Tariffs Threaten Double Blow to Small US Banks

Unrealized securities losses combined with recession hits to loans looms from a toxic policy cocktail.

Bloomberg
Published21 May 2025, 10:26 AM IST
Tariffs Threaten Double Blow to Small US Banks
Tariffs Threaten Double Blow to Small US Banks

Inflation and weak growth are a bad mix for anyone, but especially for banks and even more so for smaller US banks still carrying heavy losses on fixed-rate bonds. President Donald Trump’s attacks on global trade and his deficit-boosting budget are on course to expose just how painful this combination could be and to revive a problem that many thought lenders had dealt with.

Unrealized losses on Treasuries and mortgage bonds became a big worry for lenders during 2022 and 2023 when sharp interest-rate rises helped to spark a handful of failures led by Silicon Valley Bank. Now, bond yields are rising again as fears of a recession grow, too. Market-value losses on securities combined with real hits from commercial property debt or small-business loans would be nasty.

There are plenty of reasons to worry about the economic outlook for the US after the House Budget Committee advanced Trump’s tax-cutting bill on Sunday and Treasury Secretary Scott Bessent renewed tariff threats against uncooperative trading partners. Treasury yields have been highly volatile since the start of April and reversed most of the gains for US government debt over the first quarter this year.

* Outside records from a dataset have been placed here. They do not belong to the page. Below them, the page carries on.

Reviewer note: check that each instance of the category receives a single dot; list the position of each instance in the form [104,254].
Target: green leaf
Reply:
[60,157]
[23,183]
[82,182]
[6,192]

The value of unrealized losses on banks’ bond holdings likely reduced in the three months to the end of March, although industrywide data isn’t yet available. They’d worsened over the fourth quarter of 2024 to a total of $482 billion, up by $118 billion since the end of September, according to the latest quarterly data from the Federal Deposit Insurance Corp.

For larger banks, these underwater assets aren’t a problem partly because the losses are a small hit to their overall balance sheets, but to smaller lenders they can be more significant. Regional banks, small banks and community banks account for nearly half these losses collectively, according to a new analysis published by the Treasury’s Office of Financial Research on Friday.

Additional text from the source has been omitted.